A Lotus está a preparar um novo superdesportivo para 2028 e, ao contrário do que seria de esperar há alguns anos, a aposta não será exclusivamente elétrica. Conhecido internamente como Type 135, o modelo ficará acima do Emira e deverá assumir o papel de novo topo de gama da marca britânica com motor de combustão.

A grande novidade poderá estar precisamente na configuração mecânica. A versão mais potente deverá recorrer a um sistema híbrido com motor V8 e mais de 1000 cv de potência combinada, associado a uma arquitetura elétrica de 800 volts.

Poderá voltar o nome Esprit

O nome definitivo ainda não está confirmado, mas a designação Esprit poderá regressar à gama Lotus. Ben Payne, responsável pelo design da marca, não afastou essa possibilidade, lembrando que o histórico Esprit terminou a sua carreira equipado precisamente com um motor V8.

A eventual recuperação do nome faria sentido dentro da estratégia da Lotus, já que o Type 135 deverá manter a filosofia de um superdesportivo baixo, agressivo e focado no prazer de condução.

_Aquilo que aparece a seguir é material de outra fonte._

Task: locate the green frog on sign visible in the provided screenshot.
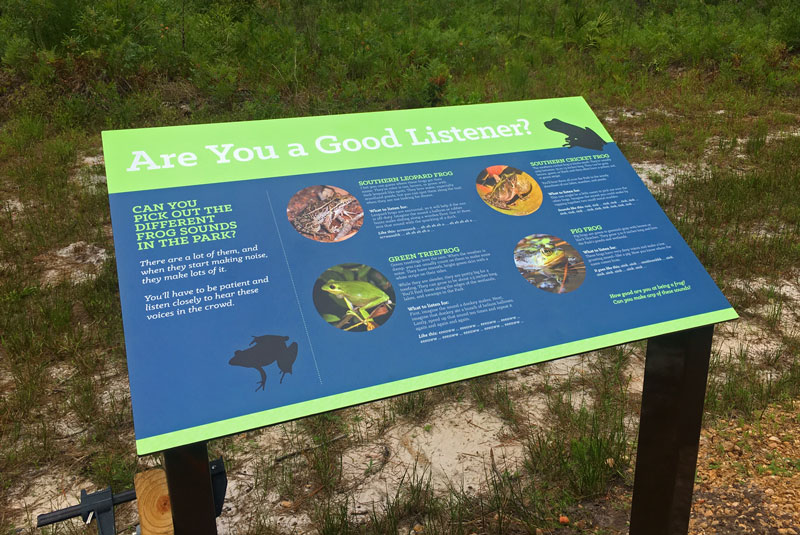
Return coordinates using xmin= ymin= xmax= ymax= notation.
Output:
xmin=322 ymin=279 xmax=392 ymax=331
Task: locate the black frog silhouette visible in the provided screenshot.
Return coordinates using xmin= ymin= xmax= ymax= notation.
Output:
xmin=544 ymin=119 xmax=606 ymax=150
xmin=228 ymin=334 xmax=297 ymax=392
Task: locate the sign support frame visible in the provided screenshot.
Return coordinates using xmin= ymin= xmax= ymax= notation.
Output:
xmin=164 ymin=325 xmax=714 ymax=535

Outra possibilidade é a utilização de uma configuração de três lugares, inspirada no concept Theory 1 apresentado em 2024. Tal como no McLaren F1, o condutor ficaria sentado ao centro, solução que permitiria também simplificar a produção ao eliminar a necessidade de diferentes configurações de condução para mercados com volante à esquerda ou à direita.

V8 acima dos 1000 CV, V6 para reduzir custos

Apesar do destaque dado ao V8, o Type 135 poderá também receber um motor V6 híbrido. Esta unidade deverá ser utilizada no futuro sucessor do Emira e é desenvolvida pela Horse Powertrain, empresa criada pela Geely e pela Renault.

O V6 pesa cerca de 160 kg e poderá oferecer entre 476 e 544 cv, dependendo da configuração. A sua utilização no Type 135 permitiria criar uma versão menos extrema e potencialmente mais acessível.

Na versão V8, a Lotus pretende manter uma das suas principais características: baixo peso. O objetivo interno será colocar o carro perto dos 1500 kg, apesar da complexidade de combinar um V8, sistema híbrido, bateria e arquitetura de 800 V.

Para ajudar a cumprir essa meta, a Lotus poderá recorrer a um motor elétrico extremamente compacto, com tecnologia inspirada na Fórmula 1, pesando menos de 20 kg.

O Type 135 deverá assim posicionar-se entre o Emira e o elétrico Evija, numa aposta que representa uma mudança significativa na estratégia da Lotus e que promete devolver à marca um superdesportivo de combustão capaz de rivalizar com os modelos mais potentes do mercado.